Aggressive response and action can avoid litigation. Consider this and other alternatives.

Litigation can achieve the desired result: Is the objective of the case obtainable by litigation? Will the cost, time, and effort of a lawsuit reach the objective defined at the beginning and agreed to by the company, insurer, and attorney?

If not? Institute early and immediate efforts to settle. Get the car repaired and be there with a check. Pay for the funeral and initiate engagement. Mediate pre-suit.

If the objective is realistically achievable without suit, why? Focus your efforts to settle. Settle before their expectations are inflamed and damages inflated by a billboard attorney.

Use decisive, overwhelming force with the intent of winning: In the words of Meek Mill, “Scared money don’t make no money.”

Be in it to win it. Don’t scrimp on costs disproportionate to the risk. And in today’s world of thermonuclear verdicts, you cannot be nonchalant on any claim.

The cost of surveillance is minimal compared with its persuasive impact in today’s “YouTube” society. Same with thorough investigations uncovering witnesses and videos.

ATRI identified the failure by trucking defendants to engage experts as a major element in nuclear verdicts. The billboard lawyers aren’t pulling punches. Neither can we.

Witness preparation and focus group experts are similarly invaluable. Failing to do so can destroy a defensible case.

Failing to do so is kinda like taking a knife to a gunfight. Except, you don’t even have a knife.

Not all cases require you to go “full Navarone.” However, you cannot afford to be out-resourced in these cases.

Don’t commit without popular support: Support by all three players – company, insurer, and attorney. Same page. Same commitment.

The trucking companies are key players in today’s reality of deductibles and retention to slow-growing premiums.
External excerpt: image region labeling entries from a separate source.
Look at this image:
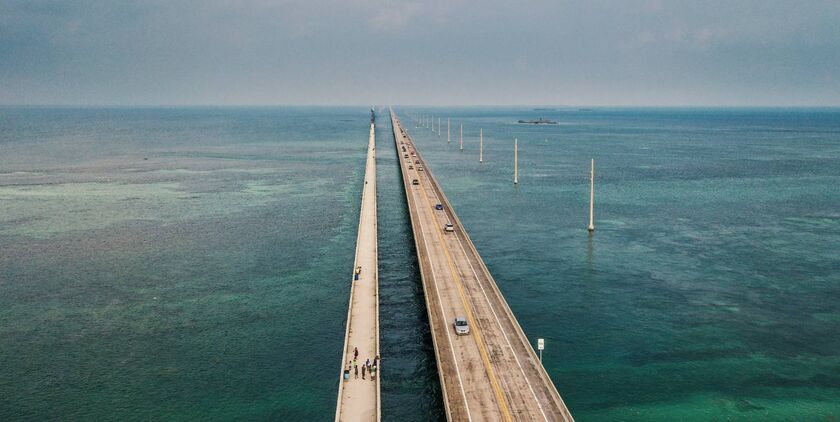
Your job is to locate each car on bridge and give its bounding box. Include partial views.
[452,317,470,336]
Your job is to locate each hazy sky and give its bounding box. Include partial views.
[0,0,840,105]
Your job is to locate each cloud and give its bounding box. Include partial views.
[368,2,421,31]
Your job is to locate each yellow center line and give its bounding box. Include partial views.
[412,142,513,421]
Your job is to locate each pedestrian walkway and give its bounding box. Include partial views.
[335,123,382,421]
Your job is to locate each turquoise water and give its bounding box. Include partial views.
[403,108,840,421]
[0,107,840,421]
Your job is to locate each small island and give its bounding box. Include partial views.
[519,117,557,125]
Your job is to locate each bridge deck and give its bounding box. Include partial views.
[391,112,574,422]
[334,123,380,421]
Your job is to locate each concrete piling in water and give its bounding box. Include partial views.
[513,138,519,185]
[478,129,484,163]
[588,158,595,233]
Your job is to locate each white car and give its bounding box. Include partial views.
[452,317,470,336]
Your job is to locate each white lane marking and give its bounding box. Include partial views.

They have considerable skin in the game. They are crucial for commitment and ongoing communication.

Consequences have been thought out: Settlement v. verdict. What is the potential exposure to the insurer and, in today’s climate of potential excess verdicts, to the trucking company.

Bottom Line
Every claim is potentially explosive requiring thorough analysis and full commitment to defend. Start with analysis akin the Powell Doctrine and then follow the commitment you have made.